O holandês Van der Dussen foi condenado por três agressões sexuais cometidas em Málaga na mesma noite de agosto de 2003, em ruas próximas, e no espaço de uma hora e meia. Mas a polícia espanhola descobriu provas da sua inocência em 2007. Marcadores genéticos mostraram que o verdadeiro culpado, pelo menos de uma das violações – a única onde tinham sido recolhidas amostras de ADN – era um britânico chamado Mark Dixie, preso no Reino Unido por homicídio e violação. Apesar da descoberta da nova prova, Van der Dussen permaneceu preso em Espanha por mais nove anos.
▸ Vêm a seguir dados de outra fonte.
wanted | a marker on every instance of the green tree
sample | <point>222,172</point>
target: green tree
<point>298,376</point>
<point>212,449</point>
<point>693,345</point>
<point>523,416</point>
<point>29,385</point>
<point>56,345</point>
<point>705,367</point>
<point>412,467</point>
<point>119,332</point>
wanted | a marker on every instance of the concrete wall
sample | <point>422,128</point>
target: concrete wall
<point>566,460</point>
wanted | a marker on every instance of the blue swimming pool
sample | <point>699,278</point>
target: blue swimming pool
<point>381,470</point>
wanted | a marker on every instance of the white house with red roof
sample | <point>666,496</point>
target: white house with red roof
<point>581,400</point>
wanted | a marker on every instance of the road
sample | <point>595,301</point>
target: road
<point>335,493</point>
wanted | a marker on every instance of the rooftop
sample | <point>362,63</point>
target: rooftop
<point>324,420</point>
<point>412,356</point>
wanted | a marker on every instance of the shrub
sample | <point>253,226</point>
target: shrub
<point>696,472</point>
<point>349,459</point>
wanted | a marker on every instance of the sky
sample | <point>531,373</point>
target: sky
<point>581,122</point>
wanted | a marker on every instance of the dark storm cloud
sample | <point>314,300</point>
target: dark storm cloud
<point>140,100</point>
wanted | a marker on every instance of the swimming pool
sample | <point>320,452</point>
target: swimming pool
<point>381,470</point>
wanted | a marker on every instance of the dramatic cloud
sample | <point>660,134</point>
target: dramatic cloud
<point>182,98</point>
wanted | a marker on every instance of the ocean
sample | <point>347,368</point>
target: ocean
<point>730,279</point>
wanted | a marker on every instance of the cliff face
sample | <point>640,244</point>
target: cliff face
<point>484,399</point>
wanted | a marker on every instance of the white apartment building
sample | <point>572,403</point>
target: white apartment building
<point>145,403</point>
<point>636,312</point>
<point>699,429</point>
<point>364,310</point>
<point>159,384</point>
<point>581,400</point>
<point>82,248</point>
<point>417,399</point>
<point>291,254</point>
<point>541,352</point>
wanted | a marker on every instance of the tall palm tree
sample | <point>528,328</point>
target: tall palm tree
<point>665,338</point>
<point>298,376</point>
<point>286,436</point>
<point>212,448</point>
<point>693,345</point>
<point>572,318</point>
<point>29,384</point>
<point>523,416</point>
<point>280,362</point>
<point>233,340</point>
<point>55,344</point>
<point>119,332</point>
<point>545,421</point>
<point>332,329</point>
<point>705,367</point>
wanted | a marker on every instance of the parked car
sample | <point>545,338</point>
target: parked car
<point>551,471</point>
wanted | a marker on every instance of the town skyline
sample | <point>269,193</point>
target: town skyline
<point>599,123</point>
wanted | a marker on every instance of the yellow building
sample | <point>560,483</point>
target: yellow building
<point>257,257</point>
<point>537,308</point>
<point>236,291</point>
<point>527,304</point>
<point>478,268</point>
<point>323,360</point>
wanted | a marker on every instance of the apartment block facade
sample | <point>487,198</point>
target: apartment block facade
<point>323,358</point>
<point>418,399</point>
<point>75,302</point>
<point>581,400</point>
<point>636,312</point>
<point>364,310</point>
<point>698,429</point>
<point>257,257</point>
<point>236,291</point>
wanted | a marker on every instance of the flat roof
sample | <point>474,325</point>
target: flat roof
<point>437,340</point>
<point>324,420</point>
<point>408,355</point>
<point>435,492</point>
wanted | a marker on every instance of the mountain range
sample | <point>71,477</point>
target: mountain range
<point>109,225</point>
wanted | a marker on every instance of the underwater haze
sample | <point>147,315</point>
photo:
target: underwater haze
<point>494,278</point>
Só em fevereiro deste ano, o Tribunal Supremo determinou a sua inocência numa das três violações. Agora, finalmente em liberdade porque já havia cumprido o tempo de pena pelas outras duas condenações, o holandês exige uma indemnização de seis milhões de euros por ter sido condenado por algo que não faz e pelos danos físicos e psicológicos causados por anos de cadeia.
O caso é bizarro do ponto de vista legal. Porque apesar de o tribunal superior admitir que dificilmente haveria mais de um violador – dado o modus operandi, as horas e os locais em que foram praticados os crimes – o tribunal apenas admitiu, na revisão da sentença, que Van der Dussen não era culpado de apenas uma das violações, a tal em que havia provas de ADN. Nas outras duas, os tribunais usaram apenas como prova contra Van der Dussen o reconhecimento feito pelas vítimas. Um dos argumentos que serviu para condená-lo em 1ª instância – o de que a brutalidade e o modus operandi dos ataques eram tão semelhantes que só poderiam ter sido perpetrados pela mesma pessoa – não serviu para o absolver das três condenações.
Agora, Van der Dussen queixa-se de ter ficado com a vida destroçada por ter passado anos na cadeia com o rótulo de violador. “Passei os piores 4 mil dias da minha vida. Um inferno indescritível”, disse ao El País.
Saiu da cadeia de Palma de Maiorca à beira de fazer 43 anos e foi por Palma que ficou. Namora com uma voluntária que conheceu na prisão, alugou um apartamento, escreveu um livro que está prestes a ser publicado e trabalhou três meses num hotel como rececionista. Mas as sequelas da prisão são muitas. O psiquiatra que o acompanhou, José de Miguel Pueyo, fala de “um evidente dano psicológico, tanto agudo como crónico, que interfere negativamente na sua vida quotidiana”. O holandês sofre de transtorno de pânico, transtorno depressivo com ansiedade, transtorno obsessivo compulsivo, quadros que, segundo o relatório deste psiquiatra, começaram e desenvolveram-se durante o tempo de prisão, tendo-se agravado especialmente nos últimos dois ou três anos. “O dano gerado é enorme. Porque, além do mais, terá perdido muitas oportunidades vitais numa idade crítica da vida pessoal e profissional, dos 30 aos 40 anos.”
A defesa do holandês entende que seis milhões de euros é um valor justo por uma condenação injusta e pelos trabalhos, relações e filhos que poderia ter tido. A maior indemnização já concedida em Espanha por um erro judicial semelhante foi dada a Rafael Ricardi por quase 13 anos na prisão por violações que não tinha cometido: não passou de 1 milhão de euros.